Windows 365 Vulnerability Reveals Microsoft Azure Password To Hackers
Researchers have discovered a vulnerability in Windows 365 that allows others to see your Microsoft Azure password. It was first discovered by cybersecurity researcher, Benjamin Delpy, who is the creator of the Mimikatz project.
Using his own software, Benjamin showcased that anyone accessing your computer can steal your Azure password. This is due to users needing a Microsoft Azure account to access Windows 365.
Windows 365 is basically a cloud PC that you can access through the Remote Desktop Protocol. Unfortunately, you aren’t safe even if you are accessing the PC through a web browser. This is all related to a vulnerability in the Remote Desktop connection used to run Windows 365. The vulnerability was first discovered in May, and now it has made its way to the cloud service.
Anyone using Remote Desktop Protocol to access a PC is also vulnerable to this attack. This is all possible through the use of the Mimikatz software mentioned above. The software was made for research purposes but is now often used by attackers. It can extract plaintext passwords, hash, PIN code, and Kerberos tickets from memory.
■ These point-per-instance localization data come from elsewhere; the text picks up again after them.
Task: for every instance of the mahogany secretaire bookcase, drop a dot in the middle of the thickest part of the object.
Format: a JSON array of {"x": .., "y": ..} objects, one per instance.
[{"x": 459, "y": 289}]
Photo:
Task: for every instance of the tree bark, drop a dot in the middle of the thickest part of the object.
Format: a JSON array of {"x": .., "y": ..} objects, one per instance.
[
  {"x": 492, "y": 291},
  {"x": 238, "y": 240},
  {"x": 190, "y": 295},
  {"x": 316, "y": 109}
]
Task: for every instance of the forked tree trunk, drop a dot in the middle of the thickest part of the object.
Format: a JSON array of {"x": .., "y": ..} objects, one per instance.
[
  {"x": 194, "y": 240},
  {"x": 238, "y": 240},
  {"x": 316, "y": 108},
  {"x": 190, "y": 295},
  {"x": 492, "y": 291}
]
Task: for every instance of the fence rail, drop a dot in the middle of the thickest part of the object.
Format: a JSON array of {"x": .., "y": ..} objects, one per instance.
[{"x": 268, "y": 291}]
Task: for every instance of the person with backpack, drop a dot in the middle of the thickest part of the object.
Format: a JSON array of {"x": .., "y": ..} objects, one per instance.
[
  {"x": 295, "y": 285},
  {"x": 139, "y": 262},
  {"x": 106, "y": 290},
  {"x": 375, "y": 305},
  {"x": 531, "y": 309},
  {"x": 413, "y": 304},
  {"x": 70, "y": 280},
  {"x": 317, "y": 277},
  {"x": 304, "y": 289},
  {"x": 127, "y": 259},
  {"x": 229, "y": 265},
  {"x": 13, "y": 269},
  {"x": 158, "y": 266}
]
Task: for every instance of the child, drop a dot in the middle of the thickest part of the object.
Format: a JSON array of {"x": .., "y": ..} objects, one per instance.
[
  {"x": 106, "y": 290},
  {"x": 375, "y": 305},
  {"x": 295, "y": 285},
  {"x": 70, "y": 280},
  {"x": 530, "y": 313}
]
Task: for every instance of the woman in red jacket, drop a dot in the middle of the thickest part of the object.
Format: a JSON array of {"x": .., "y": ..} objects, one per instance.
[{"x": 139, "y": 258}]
The only upside is that the attacker would need administrator privileges on your Windows 365 device to execute this. Unfortunately, attackers can utilize other vulnerabilities such as malware, phishing attacks, Printnightmare, or Hivenightmare to gain remote access to your device. From there, the attacker can infect the whole network system of an entire company.
How to prevent Windows 365 vulnerability attack?
For now, the only way to secure your device is to use two-factor authentication, smart cards, Windows Hello, and Windows Defender Remote Credential Guard. However, Windows 365 still doesn’t have these features at the time of writing. Let’s hope Microsoft is working on fixing this issue as soon as possible.
It’s sad to see that in just 2 weeks since the launch Microsoft’s Windows 365 have seen this many ups and downs. Previously, it was hit with a massive ransomware attack, and servers were also down on some occasions, which stopped many people from doing their work.